DISTRIBUTED_BY= Data Set Option

Uses one or multiple columns to distribute table rows across database segments.

Valid in:	DATA and PROC steps (when accessing DBMS data using SAS/ACCESS software)
Category:	Data Set Control
Default:	RANDOMLY DISTRIBUTED
Data source:	Greenplum, HAWQ

Table of Contents

Syntax

DISTRIBUTED_BY='column-1 <…,column-n>' | DISTRIBUTED RANDOMLY

Syntax Description

column-name

specifies a DBMS column name.

DISTRIBUTED RANDOMLY

determines the column or set of columns that the Greenplum database uses to distribute table rows across database segments.
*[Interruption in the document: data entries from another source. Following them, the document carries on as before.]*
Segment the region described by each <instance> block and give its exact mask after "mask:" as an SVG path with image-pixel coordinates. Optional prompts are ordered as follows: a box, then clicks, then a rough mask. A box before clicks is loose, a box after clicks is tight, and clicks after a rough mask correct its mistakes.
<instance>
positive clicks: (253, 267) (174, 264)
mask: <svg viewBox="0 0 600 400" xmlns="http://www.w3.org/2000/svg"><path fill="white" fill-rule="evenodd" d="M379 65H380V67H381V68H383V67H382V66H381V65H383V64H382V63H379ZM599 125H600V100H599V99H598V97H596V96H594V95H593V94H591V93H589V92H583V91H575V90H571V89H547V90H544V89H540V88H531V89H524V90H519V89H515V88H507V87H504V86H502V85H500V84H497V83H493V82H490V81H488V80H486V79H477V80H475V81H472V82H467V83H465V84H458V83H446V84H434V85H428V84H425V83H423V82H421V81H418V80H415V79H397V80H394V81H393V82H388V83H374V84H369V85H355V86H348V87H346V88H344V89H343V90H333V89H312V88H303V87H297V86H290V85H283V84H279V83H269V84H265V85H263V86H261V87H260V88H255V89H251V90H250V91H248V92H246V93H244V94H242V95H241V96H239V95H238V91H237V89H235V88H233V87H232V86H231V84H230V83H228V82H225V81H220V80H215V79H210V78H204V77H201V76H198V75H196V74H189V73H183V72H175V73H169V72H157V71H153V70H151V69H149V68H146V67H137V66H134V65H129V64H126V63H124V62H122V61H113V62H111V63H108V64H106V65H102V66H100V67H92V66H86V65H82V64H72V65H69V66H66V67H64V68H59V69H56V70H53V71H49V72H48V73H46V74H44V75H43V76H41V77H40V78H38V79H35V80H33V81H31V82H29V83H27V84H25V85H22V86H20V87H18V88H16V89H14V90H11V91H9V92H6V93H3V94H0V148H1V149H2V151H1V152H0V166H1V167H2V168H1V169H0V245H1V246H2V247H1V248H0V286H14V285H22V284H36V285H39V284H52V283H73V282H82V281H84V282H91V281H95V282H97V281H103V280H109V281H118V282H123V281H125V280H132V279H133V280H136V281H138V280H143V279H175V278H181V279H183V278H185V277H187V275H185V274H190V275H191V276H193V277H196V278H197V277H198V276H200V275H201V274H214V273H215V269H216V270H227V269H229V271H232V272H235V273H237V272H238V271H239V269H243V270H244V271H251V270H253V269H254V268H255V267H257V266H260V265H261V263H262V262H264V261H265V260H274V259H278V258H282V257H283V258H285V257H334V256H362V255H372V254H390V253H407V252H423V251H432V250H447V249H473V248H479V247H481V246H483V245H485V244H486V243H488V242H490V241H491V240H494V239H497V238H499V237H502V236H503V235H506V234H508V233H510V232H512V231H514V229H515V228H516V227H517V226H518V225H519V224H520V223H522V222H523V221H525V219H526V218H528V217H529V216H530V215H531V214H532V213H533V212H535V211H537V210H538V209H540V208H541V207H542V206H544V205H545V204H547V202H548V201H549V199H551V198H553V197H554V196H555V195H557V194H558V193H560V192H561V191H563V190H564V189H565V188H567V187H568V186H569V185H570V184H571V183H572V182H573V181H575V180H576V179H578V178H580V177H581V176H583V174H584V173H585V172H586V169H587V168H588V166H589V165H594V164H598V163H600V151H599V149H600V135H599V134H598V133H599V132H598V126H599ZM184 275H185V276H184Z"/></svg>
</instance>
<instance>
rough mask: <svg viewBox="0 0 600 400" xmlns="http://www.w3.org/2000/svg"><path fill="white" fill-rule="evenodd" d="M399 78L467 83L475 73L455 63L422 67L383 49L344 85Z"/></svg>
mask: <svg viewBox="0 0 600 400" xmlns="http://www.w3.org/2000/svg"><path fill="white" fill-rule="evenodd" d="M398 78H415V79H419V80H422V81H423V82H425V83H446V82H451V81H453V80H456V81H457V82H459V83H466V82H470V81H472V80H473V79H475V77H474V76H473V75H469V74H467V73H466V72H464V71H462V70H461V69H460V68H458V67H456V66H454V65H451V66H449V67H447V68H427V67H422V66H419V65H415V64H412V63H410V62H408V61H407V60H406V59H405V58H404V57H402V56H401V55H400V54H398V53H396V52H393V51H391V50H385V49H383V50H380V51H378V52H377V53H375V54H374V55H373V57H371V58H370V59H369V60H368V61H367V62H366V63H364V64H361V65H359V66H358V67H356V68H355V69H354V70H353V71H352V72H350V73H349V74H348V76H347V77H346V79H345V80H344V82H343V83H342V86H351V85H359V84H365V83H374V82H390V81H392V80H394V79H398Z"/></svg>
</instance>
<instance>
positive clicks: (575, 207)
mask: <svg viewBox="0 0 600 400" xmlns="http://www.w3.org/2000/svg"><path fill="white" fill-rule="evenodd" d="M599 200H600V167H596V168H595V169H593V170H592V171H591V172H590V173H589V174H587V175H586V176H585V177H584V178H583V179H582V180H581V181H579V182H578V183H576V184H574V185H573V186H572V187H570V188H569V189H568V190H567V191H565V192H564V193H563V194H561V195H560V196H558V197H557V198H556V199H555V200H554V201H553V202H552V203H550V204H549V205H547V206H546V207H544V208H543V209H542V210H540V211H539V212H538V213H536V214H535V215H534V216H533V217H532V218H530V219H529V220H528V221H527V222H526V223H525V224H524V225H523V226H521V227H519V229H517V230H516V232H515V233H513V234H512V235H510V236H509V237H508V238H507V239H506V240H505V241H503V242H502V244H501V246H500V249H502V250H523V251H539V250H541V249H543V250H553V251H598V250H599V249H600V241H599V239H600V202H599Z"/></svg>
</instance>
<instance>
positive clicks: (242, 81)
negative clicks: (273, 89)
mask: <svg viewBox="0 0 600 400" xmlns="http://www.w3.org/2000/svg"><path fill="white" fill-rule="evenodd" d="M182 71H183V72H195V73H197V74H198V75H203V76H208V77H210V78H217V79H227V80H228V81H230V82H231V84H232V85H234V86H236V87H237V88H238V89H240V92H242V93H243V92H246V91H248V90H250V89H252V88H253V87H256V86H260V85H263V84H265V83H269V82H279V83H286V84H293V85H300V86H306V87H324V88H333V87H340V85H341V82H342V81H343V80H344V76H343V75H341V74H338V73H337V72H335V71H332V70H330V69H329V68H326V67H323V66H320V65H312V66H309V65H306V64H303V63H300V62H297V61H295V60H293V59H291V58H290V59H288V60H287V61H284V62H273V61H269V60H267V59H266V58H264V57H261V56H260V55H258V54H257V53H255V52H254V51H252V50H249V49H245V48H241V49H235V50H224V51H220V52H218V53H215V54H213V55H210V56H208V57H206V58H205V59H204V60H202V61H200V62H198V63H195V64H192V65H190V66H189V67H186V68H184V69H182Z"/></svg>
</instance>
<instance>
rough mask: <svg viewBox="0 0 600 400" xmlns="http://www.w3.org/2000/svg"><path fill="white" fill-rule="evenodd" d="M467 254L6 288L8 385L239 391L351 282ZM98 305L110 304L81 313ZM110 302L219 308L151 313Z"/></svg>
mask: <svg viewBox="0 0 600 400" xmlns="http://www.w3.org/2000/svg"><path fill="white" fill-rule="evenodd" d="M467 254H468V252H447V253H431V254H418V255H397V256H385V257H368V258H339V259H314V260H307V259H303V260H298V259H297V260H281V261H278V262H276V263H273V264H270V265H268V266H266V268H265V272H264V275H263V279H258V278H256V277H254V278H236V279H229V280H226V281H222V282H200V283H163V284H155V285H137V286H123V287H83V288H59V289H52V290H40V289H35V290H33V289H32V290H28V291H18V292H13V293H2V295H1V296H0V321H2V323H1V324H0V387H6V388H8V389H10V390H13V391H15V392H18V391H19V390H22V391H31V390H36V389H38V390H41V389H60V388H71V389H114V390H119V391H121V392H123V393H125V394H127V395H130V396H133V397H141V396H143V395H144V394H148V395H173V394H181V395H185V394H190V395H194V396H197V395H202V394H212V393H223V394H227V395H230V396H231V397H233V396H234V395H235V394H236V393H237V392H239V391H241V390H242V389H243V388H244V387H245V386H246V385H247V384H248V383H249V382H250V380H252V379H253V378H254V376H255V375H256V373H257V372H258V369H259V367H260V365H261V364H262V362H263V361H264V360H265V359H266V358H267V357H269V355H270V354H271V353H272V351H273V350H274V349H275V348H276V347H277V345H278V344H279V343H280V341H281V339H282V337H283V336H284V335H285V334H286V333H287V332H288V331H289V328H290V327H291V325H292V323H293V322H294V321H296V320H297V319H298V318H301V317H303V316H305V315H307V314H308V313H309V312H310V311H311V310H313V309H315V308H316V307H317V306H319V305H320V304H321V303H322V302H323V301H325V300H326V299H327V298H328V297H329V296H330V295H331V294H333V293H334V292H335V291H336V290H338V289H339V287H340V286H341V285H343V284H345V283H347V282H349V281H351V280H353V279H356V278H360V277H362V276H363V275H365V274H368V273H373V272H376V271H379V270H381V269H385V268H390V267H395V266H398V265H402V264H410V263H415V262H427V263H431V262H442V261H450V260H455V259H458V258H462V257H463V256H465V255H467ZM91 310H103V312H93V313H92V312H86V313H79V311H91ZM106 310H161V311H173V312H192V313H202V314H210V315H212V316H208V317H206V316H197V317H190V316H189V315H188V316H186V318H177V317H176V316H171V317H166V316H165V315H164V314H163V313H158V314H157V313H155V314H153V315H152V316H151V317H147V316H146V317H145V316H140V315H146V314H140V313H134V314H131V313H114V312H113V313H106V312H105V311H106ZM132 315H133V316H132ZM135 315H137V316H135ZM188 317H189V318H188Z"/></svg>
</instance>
This is known as round-robin distribution.

Details

For uniform distribution—namely, so that table records are stored evenly across segments (machines) that are part of the database configuration—the distribution key should be as unique as possible.

Example: Create a Table By Specifying a Distribution Key

libname x greenplm user=myusr1 password=mypwd1 dsn=mysrv1;
data x.sales (dbtype=(id=int qty=int amt=int) 
    distributed_by='distributed by (id)');
        id = 1;
        qty = 100;
        sales_date = '27Aug2009'd;
        amt = 20000;
run;

It creates the SALES table.

CREATE TABLE SALES
(id int,
 qty int,
 sales_date double precision,
 amt int
) distributed by (id)

Last updated: February 3, 2026